Food allergies have gotten a lot of attention in the last 10 to 15 years. The rise in those suffering from food allergies has caused the media to focus more attention on the various kinds of food allergies but it seems most of the coverage is going to the children. Of course this isn’t a bad thing. Who wants a child to die from an anaphylactic reaction to peanut butter. We do need to consider though that many adults also still suffer from some form of food allergy or food intolerance.
My older sister still suffers from her egg allergy and she is in her mid-40s. She has been allergic to eggs since she was a child. Her reactions can range from a rash to itching in her throat. I happened to be present when she actually got exposed to eggs at a Chinese food restaurant. I innocently asked her to try my steak and tomatoes dish and somehow the sauce either had eggs or had somehow been cooked somewhere where another dish that included eggs was cooked. It was a little scary as she started complaining about her itchy throat. Would it escalate to an anaphylactic reaction? Thankfully it didn’t but I did learn my lesson about offering her my food.
Food allergies are among the most dangerous types of allergies because of the extreme allergic reactions that they can cause. From vomiting, to swollen faces and throats the person not only is suffering but can also be in a life threatening situation. It is the result of the immune system not reacting properly to certain foods, or certain ingredients in foods. The most common food allergies are nuts, milk, and eggs. Some people just feel ill when they consume something they are allergic to. Others experience swelling in the face, and swelling in the body, closing air paths. Hives and rashes are also very common.

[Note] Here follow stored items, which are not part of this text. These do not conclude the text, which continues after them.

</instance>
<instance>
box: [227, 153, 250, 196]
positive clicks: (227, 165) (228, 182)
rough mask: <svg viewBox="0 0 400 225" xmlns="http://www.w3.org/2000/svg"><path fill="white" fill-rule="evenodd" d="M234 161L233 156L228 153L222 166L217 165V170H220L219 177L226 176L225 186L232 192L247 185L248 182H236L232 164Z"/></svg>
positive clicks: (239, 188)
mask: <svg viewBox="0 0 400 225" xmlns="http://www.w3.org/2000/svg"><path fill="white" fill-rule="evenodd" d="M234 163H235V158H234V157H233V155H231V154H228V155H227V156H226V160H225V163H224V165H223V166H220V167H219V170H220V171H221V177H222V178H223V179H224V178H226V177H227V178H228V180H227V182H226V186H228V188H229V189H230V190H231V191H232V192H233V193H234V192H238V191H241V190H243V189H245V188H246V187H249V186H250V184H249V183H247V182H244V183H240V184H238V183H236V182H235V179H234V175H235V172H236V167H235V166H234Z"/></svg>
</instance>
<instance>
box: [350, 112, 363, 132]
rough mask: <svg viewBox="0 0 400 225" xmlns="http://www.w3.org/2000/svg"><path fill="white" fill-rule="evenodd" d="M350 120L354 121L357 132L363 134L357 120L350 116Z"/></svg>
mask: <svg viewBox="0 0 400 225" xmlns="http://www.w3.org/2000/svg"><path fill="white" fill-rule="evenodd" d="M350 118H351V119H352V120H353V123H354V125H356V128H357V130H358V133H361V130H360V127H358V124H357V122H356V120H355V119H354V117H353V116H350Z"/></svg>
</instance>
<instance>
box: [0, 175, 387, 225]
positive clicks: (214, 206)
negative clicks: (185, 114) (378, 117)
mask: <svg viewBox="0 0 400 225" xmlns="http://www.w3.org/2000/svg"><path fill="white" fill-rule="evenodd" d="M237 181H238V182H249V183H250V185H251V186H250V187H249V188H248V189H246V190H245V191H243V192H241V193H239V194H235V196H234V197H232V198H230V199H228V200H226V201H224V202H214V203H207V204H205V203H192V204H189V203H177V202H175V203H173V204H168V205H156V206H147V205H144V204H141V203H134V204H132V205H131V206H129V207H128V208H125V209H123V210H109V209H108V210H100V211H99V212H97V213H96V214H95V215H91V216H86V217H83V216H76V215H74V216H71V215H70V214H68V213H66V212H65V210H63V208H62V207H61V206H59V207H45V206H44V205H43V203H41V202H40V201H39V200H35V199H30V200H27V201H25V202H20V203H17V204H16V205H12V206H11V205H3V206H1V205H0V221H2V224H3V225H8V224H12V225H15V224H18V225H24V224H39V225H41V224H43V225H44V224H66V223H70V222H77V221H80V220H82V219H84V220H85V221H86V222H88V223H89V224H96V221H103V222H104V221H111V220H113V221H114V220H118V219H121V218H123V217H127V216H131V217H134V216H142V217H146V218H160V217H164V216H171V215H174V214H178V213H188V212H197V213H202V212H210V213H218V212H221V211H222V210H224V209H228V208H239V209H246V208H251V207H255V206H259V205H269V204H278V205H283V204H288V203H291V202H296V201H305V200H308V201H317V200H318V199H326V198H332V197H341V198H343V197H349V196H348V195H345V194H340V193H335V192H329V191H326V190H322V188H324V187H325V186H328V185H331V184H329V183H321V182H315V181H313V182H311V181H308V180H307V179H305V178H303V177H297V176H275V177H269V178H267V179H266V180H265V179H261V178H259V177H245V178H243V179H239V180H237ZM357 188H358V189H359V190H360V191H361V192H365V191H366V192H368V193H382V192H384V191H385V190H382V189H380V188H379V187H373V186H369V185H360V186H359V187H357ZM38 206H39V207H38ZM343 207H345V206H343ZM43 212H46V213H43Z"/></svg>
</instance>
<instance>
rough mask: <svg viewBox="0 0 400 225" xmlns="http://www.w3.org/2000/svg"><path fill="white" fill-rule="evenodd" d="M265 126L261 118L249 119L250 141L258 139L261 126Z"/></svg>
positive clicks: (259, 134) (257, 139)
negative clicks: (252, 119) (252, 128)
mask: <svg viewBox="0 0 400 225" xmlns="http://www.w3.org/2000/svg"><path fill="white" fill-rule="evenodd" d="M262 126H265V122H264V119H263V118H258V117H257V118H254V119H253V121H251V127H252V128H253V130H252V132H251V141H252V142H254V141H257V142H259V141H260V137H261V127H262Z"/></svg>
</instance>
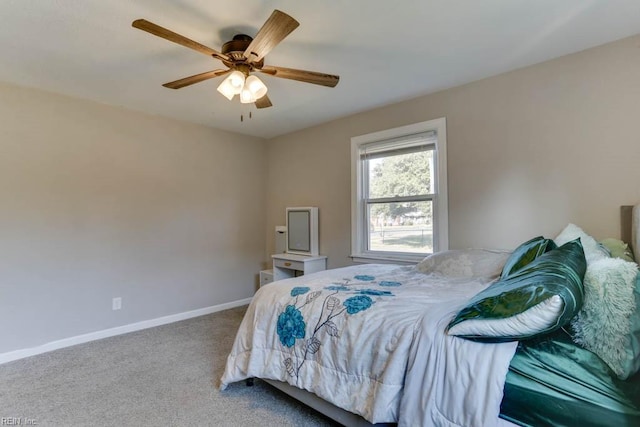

The danger in having a food allergy lies not only in the food itself but in how prevalent some ingredients can be. Peanut allergies are challenging because peanut oil can be an ingredient in other foods. The same can be said for those her suffer from gluten allergies since gluten can be found in many foods including bread. Adults can also have allergies to things like beer yeast and the tanins in wine(a headache trigger as well).
The advantage of having adult food allergies is that by now most suffers have learned to manage their symptoms or to avoid the foods and ingredients that cause them. Some adults though may have been silent sufferers for many years without identifying that some of their health problems were actually the result of adult food allergies.
The key is to keep a food journal if you suspect you are experiencing some sort of allergic reaction to a food. You are probably better off consulting with your doctor to start. There are differences between food allergies and other intolerances like lactose intolerance which is sometimes confused with a milk allergy. Though there are no current cures for food allergies allergists can help devise a plan to either avoid the foods and ingredients involved or even implement food challenge plans to minimize your reaction to the food if you can’t totally avoid them.